Auch wenn sie manchmal Angst hatten und deshalb mit ihr stritten, ja, auch wegen der Schule.

Das Mädchen musste auf eine Schule, die leichter war.
Da merkte sie, dass sie keinen Beruf haben wollte, der für sie uninteressant war. Sie fand heraus, was man tun musste, um ganz lange zur Schule gehen zu dürfen.
Ihr Lehrer half ihr dabei und machte ihr Mut, wenn sie mal dachte, sie schaffe es nicht.
Er fand es toll, dass sie ein großes Ziel hatte, und wenn er mal gezweifelt hat, ob das überhaupt was für sie ist, so hat er es für sich behalten.
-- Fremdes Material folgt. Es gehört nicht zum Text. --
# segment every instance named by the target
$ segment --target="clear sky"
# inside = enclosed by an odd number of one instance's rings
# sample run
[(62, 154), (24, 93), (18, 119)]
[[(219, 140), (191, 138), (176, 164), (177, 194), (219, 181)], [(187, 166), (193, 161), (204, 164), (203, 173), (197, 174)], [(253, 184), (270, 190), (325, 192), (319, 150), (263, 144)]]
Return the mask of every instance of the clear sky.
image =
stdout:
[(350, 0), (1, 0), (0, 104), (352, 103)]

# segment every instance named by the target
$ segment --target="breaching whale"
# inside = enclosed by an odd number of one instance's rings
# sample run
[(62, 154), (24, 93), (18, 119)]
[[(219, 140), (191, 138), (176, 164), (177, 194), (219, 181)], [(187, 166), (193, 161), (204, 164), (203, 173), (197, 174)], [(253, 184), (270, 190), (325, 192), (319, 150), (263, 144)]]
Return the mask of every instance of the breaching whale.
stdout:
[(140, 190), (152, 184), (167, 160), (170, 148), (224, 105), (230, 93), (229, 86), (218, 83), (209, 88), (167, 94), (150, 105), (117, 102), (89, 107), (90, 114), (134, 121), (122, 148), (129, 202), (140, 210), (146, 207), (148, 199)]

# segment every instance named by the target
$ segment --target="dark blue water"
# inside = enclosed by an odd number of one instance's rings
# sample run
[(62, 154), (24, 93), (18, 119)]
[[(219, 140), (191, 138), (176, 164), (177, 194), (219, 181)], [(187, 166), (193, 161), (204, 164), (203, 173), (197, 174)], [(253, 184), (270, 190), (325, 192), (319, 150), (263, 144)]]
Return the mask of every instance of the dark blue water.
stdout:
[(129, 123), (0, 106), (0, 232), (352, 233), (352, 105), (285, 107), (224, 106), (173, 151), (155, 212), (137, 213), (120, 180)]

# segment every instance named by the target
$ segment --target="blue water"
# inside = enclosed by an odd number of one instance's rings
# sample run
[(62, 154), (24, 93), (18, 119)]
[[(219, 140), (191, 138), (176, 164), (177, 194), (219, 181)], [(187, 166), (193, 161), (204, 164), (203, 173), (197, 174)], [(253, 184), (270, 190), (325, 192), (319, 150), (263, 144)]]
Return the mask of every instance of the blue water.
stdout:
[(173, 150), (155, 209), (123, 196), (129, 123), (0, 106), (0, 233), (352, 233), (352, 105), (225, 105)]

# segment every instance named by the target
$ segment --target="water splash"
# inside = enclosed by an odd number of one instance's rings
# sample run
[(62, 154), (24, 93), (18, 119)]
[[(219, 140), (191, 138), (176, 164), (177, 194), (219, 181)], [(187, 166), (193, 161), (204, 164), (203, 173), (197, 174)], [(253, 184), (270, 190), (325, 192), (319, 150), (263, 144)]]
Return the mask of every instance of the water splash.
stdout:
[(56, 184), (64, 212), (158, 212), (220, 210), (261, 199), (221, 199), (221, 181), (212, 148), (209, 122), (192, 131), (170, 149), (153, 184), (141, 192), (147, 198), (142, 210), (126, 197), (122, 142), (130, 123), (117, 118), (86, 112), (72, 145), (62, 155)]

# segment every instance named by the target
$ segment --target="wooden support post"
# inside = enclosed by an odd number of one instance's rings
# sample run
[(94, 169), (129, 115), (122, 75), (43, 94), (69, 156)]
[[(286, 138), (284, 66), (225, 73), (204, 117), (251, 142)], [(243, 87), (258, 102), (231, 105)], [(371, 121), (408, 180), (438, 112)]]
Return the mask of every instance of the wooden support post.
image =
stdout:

Heute hat das Mädchen viele Examina in der Tasche.
Weil sie träumen, sich auch ein fernes Ziel aussuchen durfte und darin bestärkt wurde.

Gestern eine Info auf dem Elternabend:

Die Kids, 9. Klasse, müssen in den Hauptfächern jeden Tag das Gelernte “ abhaken“.
Hinter den Leistungsbeschreibungen steht jeweils, auf welchem Schulniveau ( Haupt/Real/Gym) diese Leistung ist.

Jeden Tag die Ansage: du befindest dich im Hauptschulbereich…du befindest dich….

Anstrengung für den Status.
Leistung um der Noten willen.
Ohne Ziel.
Oder um einem ein Ziel zu nehmen.

Wenn’s schlecht läuft: Demotivierung mit System.

Nur mal ’ne Frage: wird das auch in den Gymnasien gemacht?